Jennifer Reisch, Bojorquez’s attorney, announced the settlement Wednesday. Because the settlement is confidential, she said she could offer few details beyond the fact that ABM would open itself up to outside review.

“I hope it encourages other women to speak out,” she said at a public screening of the “Rape on the Night Shift” documentary Wednesday night. Reisch also said the settlement “speaks volumes” on the impact of the reporting project.

At the event, Bojorquez told a crowd that she spoke up so that other women wouldn’t have to endure what she did. Money won’t make things easier for her, she said. Bojorquez said the attack still feels like it happened yesterday.

“This doesn’t go away, from day to night,” she said.

Company officials didn’t immediately respond to a request for comment.

The Rape on the Night Shift investigation found that night shift janitors are easy targets for sexual abuse. They work alone, in empty buildings, late at night. On the occasions that women did come forward to report abuse, many said their employers turned a blind eye or retaliated.

The project uncovered accusations of abuse at companies large and small. ABM is the largest and most sophisticated. Unlike many fly-by-night operations, it has a paper trail. It also has deep enough pockets to offer victims recourse. The company has said its policies for sexual abuse are the gold standard in the industry.

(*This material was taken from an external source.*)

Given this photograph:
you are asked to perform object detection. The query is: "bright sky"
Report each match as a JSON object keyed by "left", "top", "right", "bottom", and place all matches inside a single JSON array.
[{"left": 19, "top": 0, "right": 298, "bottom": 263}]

At the Wednesday event, Bill Tamayo, director of the San Francisco office of the U.S. Equal Employment Opportunity Commission, said Rape on the Night Shift – and the project that preceded it, Rape in the Fields, which addressed farmworker abuse – have given local law enforcement agencies a better appreciation that sexual abuse is a workplace violence issue.

“More police are looking at this and making arrests,” he said.